One of the more exciting startup sectors to develop in the last year is in dire need of its own naming moment. It’s the food startup sector that includes the likes of Munchery, SpoonRocket, Sprig. All three source ingredients, hire chefs and prep cooks, develop recipes, make meals, and deliver them to customers.
They’re a bit like “restaurants in the cloud” because they don’t have brick and mortar storefronts, instead opting for a centralized kitchen focused on efficiently producing loads of these meals.
Until now, I’ve been awkwardly calling this “the food preparation and delivery startup space.” But that’s an absolute shitshow of a name. My stories are double the length just because I have to huff out that name every time I refer to the young sector. Commenters wind up haranguing me for not including the likes of Blue Apron or Plated — which have entirely different business models based on shipping boxes of ingredients and recipes out once a week. Friends tell me they’re intrigued by the space but totally baffled about “where to begin.”
Without a name, it’s hard for consumers to wrap their heads around what a set of companies does if their business model and operations are new and innovative. A name for the industry would help brand it, formalize it, and make it easier for consumers to understand. For UberX and Lyft, it’s ridesharing. For Airbnb, its “apartment sharing.” Fitbit, Up, and smartwatches are “wearables.”
I’ve been waiting for a good to appear for the likes of Munchery, Sprig, and Spoonrocket, especially after the trio managed to raise more than $60 million in venture, but alas no luck. So I reached out to the founders of each — and the newly defunct Chefler — to get their thoughts on what the space should be called.

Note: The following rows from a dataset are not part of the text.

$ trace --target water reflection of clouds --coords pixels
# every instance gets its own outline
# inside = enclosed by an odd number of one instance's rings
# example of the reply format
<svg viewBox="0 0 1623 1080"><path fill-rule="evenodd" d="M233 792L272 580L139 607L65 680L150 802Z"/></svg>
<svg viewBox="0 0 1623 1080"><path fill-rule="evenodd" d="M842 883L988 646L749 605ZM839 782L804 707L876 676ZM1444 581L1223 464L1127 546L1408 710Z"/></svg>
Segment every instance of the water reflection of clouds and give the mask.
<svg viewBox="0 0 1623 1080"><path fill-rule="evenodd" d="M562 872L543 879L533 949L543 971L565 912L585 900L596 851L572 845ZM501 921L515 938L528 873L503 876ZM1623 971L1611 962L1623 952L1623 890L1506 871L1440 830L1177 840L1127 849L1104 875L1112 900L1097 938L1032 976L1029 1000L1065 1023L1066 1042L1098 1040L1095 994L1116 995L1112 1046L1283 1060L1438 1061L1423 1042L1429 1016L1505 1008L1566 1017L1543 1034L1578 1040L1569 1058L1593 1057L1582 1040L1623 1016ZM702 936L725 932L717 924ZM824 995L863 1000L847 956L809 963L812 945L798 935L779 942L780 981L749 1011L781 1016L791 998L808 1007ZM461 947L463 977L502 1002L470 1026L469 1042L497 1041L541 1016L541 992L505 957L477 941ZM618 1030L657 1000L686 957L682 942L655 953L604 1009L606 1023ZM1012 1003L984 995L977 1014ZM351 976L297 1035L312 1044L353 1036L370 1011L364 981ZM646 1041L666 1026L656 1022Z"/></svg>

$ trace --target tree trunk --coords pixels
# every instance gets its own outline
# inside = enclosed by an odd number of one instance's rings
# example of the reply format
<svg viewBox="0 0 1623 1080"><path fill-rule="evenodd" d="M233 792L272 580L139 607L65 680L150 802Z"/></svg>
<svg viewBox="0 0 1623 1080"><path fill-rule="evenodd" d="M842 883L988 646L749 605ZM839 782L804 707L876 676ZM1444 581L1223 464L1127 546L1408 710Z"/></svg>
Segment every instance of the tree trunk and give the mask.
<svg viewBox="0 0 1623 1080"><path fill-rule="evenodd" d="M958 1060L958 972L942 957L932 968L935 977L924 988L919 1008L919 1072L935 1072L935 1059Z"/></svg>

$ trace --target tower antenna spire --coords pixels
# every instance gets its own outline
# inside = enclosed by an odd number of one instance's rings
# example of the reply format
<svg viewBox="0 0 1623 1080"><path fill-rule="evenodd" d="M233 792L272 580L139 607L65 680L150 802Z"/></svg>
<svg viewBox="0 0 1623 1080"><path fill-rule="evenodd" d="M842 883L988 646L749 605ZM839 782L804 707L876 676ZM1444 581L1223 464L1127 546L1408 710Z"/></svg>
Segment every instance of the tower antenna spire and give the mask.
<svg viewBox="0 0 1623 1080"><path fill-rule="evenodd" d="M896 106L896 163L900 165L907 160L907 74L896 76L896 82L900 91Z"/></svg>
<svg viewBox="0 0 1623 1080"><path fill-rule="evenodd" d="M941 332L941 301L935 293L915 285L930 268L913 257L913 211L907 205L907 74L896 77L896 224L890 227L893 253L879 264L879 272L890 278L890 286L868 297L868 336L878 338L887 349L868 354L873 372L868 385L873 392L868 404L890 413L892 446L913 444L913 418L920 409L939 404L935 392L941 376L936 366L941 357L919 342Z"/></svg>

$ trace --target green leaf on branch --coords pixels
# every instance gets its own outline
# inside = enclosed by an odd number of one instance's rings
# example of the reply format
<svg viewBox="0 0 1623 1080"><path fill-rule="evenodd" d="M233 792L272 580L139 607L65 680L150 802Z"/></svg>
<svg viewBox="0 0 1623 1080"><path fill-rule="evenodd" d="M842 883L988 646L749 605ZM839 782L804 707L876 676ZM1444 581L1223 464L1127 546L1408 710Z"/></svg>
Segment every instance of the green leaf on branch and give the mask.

There was an outpouring of ideas, without much overlap.
Tech and Taste.
Phone to Fork.
Prepared Meal Startups.
Gourmet to Go.
Meal concierge startups.
The one thing everyone could agree on was the need for a name. “I’m honestly sick of being lumped in with GrubHub and other restaurant delivery startups. GrubHub = food-tech startups 1.0. The current wave is 2.0.,” Omar Restom, founder of Chefler, said. “I think the sourcing of the food is as important as distribution, so whatever name describes our space has to encompass that,” Conrad Chu, co-founder of Munchery said.
Although none of the names suggested leaped out to me as being the perfect moniker, on-demand meal startups seems the safest bet. While some in the space — like Munchery — aren’t strictly “on-demand” because customers have to place orders a few hours in advance, they’re still on-demand in the way customers understand. You place an order quickly with payment information already saved to your account, frequently via mobile, and some period of time later the thing you want arrives.
By calling the space “on-demand meals,” it helps consumers immediately visualize what these companies do. They don’t ship you ingredients. They don’t connect you to take out restaurants. They’re bring you meals on-demand, much like Uber brought you transportation on-demand. It fits into the larger on-demand economy, which turns your smartphone into a magic wand of sorts, meant to bring you immediate accommodation (HotelTonight), massages or blowouts (Zeel and StyleBee), groceries (Instacart) or flowers (BloomThat) in as few clicks as possible.
There may not be consensus around this, but hopefully this post at least opens up the dialogue around what to call the likes of SpoonRocket, Munchery, and Sprig. Until a better name reveals itself, I’m going to call y’all the on-demand meal space.